When Friendship Followed Me Home by Paul Griffin

 

friendship

 

“You’d have to be nuts to trust a magician. I learned that lesson the hard way. And then, if you can believe it, I actually became a magician’s assistant. That part was the Rainbow Girl’s fault, but the rest of it I blame on a little dog named Flip.

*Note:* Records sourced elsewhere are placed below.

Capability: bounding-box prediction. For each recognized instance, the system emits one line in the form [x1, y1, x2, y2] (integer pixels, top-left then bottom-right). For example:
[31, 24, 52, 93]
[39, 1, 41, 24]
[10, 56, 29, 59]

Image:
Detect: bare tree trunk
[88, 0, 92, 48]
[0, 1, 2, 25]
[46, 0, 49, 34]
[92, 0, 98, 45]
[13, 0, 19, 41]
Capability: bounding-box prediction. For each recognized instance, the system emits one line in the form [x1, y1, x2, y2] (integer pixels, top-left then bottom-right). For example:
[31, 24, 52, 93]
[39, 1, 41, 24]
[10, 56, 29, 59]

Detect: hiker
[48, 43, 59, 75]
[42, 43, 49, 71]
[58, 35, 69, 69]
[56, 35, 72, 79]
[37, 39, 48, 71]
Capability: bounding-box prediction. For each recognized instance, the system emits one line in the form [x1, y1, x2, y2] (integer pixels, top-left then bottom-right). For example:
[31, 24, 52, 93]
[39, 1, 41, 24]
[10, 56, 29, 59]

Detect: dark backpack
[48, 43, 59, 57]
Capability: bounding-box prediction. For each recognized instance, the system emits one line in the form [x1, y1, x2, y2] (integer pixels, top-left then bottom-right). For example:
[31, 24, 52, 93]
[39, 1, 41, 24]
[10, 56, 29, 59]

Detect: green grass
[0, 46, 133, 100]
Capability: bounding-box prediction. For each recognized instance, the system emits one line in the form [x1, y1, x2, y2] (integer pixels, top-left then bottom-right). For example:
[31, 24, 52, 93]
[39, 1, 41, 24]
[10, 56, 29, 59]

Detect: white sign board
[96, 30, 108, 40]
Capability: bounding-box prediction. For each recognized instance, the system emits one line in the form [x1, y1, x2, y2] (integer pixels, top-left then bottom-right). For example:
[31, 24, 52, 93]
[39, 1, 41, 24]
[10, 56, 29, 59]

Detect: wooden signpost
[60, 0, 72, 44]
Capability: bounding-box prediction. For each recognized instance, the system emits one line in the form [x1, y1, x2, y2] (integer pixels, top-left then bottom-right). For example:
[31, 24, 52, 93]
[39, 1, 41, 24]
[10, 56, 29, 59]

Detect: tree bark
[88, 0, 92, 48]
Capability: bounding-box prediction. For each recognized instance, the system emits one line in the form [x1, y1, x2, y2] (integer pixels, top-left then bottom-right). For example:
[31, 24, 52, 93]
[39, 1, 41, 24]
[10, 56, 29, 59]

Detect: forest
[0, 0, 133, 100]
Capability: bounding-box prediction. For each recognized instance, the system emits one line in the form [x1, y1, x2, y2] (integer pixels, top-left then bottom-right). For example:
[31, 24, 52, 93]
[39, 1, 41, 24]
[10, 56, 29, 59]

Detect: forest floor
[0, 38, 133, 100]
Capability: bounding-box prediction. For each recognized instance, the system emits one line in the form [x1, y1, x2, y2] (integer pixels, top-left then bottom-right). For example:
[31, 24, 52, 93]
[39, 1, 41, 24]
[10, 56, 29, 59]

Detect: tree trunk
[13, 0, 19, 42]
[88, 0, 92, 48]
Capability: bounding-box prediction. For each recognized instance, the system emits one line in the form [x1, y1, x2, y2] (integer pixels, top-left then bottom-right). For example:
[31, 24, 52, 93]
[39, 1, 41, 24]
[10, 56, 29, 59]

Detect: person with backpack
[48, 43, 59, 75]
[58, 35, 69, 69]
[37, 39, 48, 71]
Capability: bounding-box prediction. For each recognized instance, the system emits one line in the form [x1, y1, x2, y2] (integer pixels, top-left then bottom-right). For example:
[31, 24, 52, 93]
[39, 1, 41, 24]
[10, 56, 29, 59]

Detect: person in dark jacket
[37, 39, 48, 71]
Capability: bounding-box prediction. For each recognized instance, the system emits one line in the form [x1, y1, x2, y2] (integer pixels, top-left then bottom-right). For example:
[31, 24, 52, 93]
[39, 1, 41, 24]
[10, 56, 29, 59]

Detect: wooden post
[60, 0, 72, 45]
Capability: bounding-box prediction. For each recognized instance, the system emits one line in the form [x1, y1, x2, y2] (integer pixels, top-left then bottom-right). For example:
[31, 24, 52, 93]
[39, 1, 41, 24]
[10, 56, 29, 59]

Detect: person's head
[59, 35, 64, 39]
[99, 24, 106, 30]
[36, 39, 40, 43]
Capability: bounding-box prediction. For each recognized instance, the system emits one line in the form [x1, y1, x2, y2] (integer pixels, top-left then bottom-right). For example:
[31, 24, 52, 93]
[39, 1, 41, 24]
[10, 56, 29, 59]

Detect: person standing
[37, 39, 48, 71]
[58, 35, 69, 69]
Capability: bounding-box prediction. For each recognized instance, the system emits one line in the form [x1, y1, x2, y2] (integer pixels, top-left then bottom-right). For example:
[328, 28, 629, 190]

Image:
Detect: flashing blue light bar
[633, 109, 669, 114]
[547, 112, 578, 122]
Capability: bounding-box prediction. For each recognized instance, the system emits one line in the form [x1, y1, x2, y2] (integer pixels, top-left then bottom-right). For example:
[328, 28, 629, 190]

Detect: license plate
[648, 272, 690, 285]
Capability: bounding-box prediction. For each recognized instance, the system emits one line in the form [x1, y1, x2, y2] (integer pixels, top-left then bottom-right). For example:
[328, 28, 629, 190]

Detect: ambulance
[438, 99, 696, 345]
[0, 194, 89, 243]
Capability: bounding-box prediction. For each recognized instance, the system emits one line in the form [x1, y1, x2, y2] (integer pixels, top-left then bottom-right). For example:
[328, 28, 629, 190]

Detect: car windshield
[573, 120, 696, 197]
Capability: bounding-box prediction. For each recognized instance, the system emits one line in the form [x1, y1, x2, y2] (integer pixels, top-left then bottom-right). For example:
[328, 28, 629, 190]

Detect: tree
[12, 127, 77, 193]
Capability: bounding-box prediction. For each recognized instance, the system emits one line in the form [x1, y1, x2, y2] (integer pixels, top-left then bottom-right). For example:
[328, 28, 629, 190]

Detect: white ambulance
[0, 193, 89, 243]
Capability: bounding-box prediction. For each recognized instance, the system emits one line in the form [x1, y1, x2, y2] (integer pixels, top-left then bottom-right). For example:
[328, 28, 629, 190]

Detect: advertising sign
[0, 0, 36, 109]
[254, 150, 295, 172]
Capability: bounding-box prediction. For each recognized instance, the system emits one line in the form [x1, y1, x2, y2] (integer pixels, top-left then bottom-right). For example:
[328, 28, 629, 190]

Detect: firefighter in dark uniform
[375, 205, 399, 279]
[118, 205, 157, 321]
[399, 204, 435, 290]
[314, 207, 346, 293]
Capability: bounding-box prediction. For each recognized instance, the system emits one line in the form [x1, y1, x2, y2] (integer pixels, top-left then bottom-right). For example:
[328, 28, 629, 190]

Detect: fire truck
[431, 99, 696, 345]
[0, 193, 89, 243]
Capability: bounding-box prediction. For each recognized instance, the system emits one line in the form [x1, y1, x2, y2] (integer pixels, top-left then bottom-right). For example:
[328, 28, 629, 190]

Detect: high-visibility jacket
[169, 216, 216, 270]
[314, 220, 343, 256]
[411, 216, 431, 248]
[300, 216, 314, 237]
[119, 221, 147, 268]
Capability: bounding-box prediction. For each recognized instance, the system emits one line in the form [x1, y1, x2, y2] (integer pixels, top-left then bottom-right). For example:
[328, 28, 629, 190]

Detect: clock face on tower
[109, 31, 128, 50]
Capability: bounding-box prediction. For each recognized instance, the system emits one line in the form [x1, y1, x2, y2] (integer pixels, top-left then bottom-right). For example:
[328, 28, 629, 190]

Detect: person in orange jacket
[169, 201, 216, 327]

Griffin, Paul. When Friendship Followed Me Home.  Dial, 2016. 247 pages. Hardcover. $16.99, ISBN 978-0-8037-3816-4

I loved this story – for a lot of reasons. First, it had a dog in it. I absolutely adore dogs and Flip is special. He can listen when kids read books to him – and he actually looks interested. Second, the story shows that when bad things happen, you can still survive, that there are always options. A good attitude goes a long way to help. Third, it made me laugh out loud. Ben Coffin is one funny guy and his friend Halley (like the comet) is equally entertaining. Ben and Halley are the kind of people who keep a positive attitude even when things aren’t looking so good. Another reason I love this book, one of the good guys in the story is a librarian who keeps homemade chocolate chip cookies on her desk and she’s pretty cool. I’m a librarian and I love cookies so I have lot in common with her. Plus, she’s Halley’s mom and I’m a mom so I can relate. Most likely, if you’re reading this, you’re a kid, and I think you just might relate to Ben and Halley and all that they are experiencing. This book will make you laugh and it will make you cry. I highly recommend it. If you want to know more, watch the book trailer below created by Heartland Media Center. They did a great job book talking this book. Enjoy!

Want to watch a book trailer for When Friendship Followed Me Home?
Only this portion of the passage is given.